The participants will be monitored for temperature and other symptoms every day. If symptoms are shown, they will receive a test kit for the virus itself, not antibodies. If the test comes up positive, then the participant will be isolated and contact tracing will take place.
If a surge is occurring, the Oregon Health Authority can work with hospitals and governments in an area to help flatten the curve of patients in an area.
“This program is a game-changer. It will give us a more accurate understanding of the true rate of infection in Oregon and have ongoing precision monitoring any new outbreaks,” Brown said.
But the 12-month study acknowledges that the virus will be in Oregon for quite some time.

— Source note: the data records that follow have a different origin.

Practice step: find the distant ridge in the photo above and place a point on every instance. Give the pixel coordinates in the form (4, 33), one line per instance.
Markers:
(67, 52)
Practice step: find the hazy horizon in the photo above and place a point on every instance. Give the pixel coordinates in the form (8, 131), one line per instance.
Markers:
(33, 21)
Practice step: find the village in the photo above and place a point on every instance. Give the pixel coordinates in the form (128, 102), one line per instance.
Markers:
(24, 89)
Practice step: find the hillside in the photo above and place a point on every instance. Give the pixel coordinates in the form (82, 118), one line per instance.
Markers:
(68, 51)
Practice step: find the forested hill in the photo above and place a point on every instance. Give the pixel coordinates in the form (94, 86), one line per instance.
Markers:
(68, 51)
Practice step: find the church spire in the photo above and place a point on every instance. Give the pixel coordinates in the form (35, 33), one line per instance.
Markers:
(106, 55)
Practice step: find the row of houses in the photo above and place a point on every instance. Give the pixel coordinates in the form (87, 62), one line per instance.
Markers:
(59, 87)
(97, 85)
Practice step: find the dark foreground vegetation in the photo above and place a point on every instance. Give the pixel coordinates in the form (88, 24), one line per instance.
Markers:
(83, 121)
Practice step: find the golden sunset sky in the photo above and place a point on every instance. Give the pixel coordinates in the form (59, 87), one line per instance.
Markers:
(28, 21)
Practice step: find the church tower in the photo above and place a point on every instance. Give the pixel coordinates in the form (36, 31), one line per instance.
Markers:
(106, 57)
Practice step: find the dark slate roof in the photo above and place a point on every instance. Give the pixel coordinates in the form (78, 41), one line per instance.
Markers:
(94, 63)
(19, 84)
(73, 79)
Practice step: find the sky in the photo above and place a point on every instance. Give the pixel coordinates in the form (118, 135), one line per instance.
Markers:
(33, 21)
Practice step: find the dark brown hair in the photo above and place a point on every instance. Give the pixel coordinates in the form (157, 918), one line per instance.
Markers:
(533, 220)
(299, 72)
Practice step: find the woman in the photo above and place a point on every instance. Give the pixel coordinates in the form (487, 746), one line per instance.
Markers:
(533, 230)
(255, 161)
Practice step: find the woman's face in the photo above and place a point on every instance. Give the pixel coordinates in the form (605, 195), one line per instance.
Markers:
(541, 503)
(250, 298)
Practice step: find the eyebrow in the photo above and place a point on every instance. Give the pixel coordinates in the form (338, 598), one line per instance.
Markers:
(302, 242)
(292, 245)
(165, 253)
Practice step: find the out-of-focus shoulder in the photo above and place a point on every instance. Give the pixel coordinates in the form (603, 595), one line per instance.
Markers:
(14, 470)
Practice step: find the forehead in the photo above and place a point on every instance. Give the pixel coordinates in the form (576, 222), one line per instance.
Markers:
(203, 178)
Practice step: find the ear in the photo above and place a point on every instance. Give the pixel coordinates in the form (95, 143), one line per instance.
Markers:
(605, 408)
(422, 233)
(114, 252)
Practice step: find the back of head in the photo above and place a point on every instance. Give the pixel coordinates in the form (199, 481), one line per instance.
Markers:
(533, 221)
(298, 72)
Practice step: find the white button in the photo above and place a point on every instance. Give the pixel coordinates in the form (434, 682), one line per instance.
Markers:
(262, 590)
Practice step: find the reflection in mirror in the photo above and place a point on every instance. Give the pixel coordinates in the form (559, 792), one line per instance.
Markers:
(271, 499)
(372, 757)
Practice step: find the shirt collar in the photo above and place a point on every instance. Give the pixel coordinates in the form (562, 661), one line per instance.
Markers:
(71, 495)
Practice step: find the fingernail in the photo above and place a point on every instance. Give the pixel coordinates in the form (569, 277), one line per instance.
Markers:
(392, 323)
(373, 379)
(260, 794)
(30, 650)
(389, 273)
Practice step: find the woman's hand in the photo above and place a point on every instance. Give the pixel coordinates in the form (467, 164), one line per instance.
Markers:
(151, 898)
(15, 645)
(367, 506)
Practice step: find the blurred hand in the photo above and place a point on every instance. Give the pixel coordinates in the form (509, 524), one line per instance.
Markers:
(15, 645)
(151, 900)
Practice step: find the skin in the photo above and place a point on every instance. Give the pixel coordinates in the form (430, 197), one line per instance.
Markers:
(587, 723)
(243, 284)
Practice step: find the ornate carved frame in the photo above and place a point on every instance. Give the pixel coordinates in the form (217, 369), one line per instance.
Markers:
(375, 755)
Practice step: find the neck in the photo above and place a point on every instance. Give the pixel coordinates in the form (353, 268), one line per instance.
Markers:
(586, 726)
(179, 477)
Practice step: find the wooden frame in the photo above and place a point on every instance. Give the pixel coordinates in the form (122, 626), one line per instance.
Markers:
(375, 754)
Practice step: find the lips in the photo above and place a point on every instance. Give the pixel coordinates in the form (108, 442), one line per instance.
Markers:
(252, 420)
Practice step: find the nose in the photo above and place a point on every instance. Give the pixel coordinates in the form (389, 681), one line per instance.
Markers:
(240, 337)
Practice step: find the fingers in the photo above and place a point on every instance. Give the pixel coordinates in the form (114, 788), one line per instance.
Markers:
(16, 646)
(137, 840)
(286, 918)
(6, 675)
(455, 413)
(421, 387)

It also implies that lives will be lost.
“We won’t eliminate the spread of COVID-19 in Oregon with people being able to infect others before they have symptoms — or even those who never have symptoms,” Oregon State Health Officer Dr. Dean Sidelinger added. “But we hope to slow it as much as we can.”
How much the disease will spread in that time, and the consequences of that spread, are unknown.
“We’re not sure,” Peace Harbor COO Jason Hawkins said about the future of the virus in the Siuslaw region. “So, we take a step, we watch and we learn as we start to wade back into this. The first step is how to take care of more of our patients, how to live in a ‘new normal.’ I think we’ll learn from each step. We learn, we pause and then we take the next step. As we move forward, we’ll need to understand how it affects different industries and how we roll that out.”
But finding a balance between the health and the economy is becoming increasingly difficult.
During last Friday’s press conference, Brown announced more specific plans on reopening, including a timetable that could see Lane County remaining in lockdown until June.
“This process will happen much more slowly than any of us would like,” she said.
What economic damage will occur in the coming months — and whether or not the virus will have a surge — is currently unknown.
“How do we live amongst the virus without a vaccine?” Hawkins asked. “What’s the impact going to be in the way we’re living our life? I think those are things we’re all going to have to measure and understand. Ultimately, we all need to realize that our actions can affect other people.”